Rev. Warnock, a senior pastor at Atlanta's Ebenezer Baptist Church, the same church that Rev. Dr. Martin Luther King Jr. preached at, has made history with his election victory as he will become the state's first Black senator. Warnock has previously said that he plans to stay on as a pastor if he wins the election.
On the flip side, Loeffler, who is the wealthiest member of congress with a reported net worth of around a billion, was appointed by Georgia Governor Brian Kemp in 2019 to take over for Senator Johnny Isakson after he retired. Loeffler, a staunch Donald Trump supporter that was previously photographed with a former Ku Klux Klan leader at a campaign event, was sworn in on January 6, 2020.
Rev. Warnock previously received 32.9% of the vote in November's crowded special election and Loeffler received 25.9% of votes. The election went to a runoff as a result of no candidate receiving at least 50% of the vote. Warnock is a Georgia native who was born in Savannah while Loeffler was born and raised in Illinois.
As for Tuesday's election, Loeffler—in an unsurprising move—mimicked the whole Trumpie MAGA thing about refusing to concede despite losing. She was immediately mocked:
Warnock will be up for re-election in the 2022 midterms.
The runoffs, which have garnered a tremendous amount of attention, will decide whether Democrats or Republicans will control the Senate.
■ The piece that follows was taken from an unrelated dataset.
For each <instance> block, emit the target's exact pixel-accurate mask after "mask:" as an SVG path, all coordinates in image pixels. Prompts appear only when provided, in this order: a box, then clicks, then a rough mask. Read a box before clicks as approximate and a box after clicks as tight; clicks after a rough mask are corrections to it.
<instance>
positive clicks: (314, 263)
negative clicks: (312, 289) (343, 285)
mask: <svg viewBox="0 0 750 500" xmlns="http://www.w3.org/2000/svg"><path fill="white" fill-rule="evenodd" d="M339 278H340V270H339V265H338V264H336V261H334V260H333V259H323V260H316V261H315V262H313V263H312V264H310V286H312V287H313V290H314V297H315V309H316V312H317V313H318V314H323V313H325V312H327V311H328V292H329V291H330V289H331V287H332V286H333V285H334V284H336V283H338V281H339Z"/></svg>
Prior to Tuesday's runoff election in Georgia, Republicans controlled 50 seats and Democrats controlled 48. With Warnock's win that number will increase to 49 seats for Democrats. A 50–50 split in the Senate will work in the favor of Democrats as Vice President-elect Kamala Harris will have the power to break any ties.
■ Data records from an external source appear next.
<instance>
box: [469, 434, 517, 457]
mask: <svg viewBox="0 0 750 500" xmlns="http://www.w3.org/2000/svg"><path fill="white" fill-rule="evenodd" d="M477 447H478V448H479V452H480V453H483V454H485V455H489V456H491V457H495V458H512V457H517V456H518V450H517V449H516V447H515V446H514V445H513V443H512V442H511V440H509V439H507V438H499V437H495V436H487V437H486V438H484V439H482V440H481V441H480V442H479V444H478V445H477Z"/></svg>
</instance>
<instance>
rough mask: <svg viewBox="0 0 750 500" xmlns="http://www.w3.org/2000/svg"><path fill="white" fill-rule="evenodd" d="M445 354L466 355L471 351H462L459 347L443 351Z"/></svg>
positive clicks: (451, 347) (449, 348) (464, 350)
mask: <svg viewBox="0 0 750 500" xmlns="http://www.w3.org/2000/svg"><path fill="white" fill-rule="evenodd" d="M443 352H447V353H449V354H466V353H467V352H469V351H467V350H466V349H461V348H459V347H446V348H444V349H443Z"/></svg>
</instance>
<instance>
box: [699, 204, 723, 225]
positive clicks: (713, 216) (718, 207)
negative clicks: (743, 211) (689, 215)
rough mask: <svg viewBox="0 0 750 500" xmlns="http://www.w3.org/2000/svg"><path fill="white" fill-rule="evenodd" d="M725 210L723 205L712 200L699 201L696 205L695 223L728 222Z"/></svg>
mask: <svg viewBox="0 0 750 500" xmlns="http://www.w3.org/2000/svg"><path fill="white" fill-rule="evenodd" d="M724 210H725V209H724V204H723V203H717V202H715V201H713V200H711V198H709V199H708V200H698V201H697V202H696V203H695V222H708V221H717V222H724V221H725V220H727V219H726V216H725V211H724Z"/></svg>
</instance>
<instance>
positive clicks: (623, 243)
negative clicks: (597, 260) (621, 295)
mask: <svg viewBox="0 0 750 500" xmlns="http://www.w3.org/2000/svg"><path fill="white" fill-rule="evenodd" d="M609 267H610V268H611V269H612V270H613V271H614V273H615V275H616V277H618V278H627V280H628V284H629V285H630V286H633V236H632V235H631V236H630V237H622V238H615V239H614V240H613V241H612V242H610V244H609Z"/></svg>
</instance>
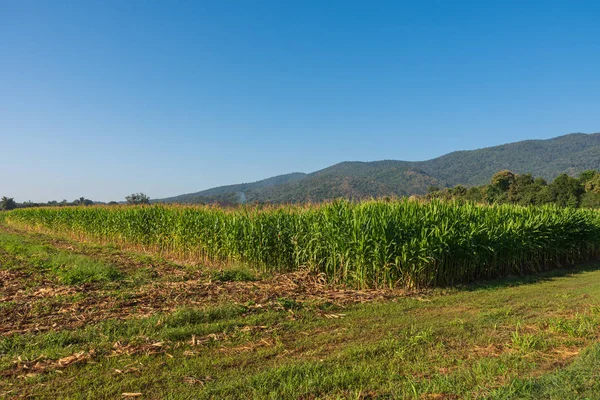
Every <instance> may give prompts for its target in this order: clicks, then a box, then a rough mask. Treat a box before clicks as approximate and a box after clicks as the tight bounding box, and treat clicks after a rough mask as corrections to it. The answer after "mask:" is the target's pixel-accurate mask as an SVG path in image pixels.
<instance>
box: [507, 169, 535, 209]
mask: <svg viewBox="0 0 600 400" xmlns="http://www.w3.org/2000/svg"><path fill="white" fill-rule="evenodd" d="M538 191H539V187H538V186H535V181H534V179H533V177H532V176H531V174H523V175H516V176H515V179H514V181H513V182H512V183H511V185H510V187H509V189H508V201H509V202H510V203H514V204H521V205H529V204H535V195H536V193H537V192H538Z"/></svg>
Georgia's hotly contested runoff election also saw Republican incumbent David Perdue facing Democrat Jon Ossoff. At the time of this writing, that race had yet to be called by the AP. Per state law, a recount can be requested by a candidate if the margin in an election is less than or equal to 0.5 percentage points.
Perdue previously received 49.7% in November's election while Ossoff received 47.9%.
In an address to his supporters late Tuesday night, Warnock reflected on the historical impact of his win.
"Thank you so very much," he said in a livestreamed address. "I come before you tonight as a proud American and as a son of Georgia. My roots are planted deeply in the Georgia soil … I come before you tonight as a man who knows that the improbable journey that lead me to this place in this historic moment in America could only happen here. We were told that we couldn't win this election. But tonight we proved that—with hope hard work and the people by our side—anything is possible."
Ahead of the election being called for Warnock, incoming POTUS Joe Biden touted the importance of ensuring both Warnock and Ossoff's victories in the (now) increasingly Democratic state of Georgia.
"If you elect [Warnock and Ossoff], we can break the gridlock that has gripped Washington," Biden said, adding that their victories will quicken his administration's progress on issues including healthcare, unemployment, and more.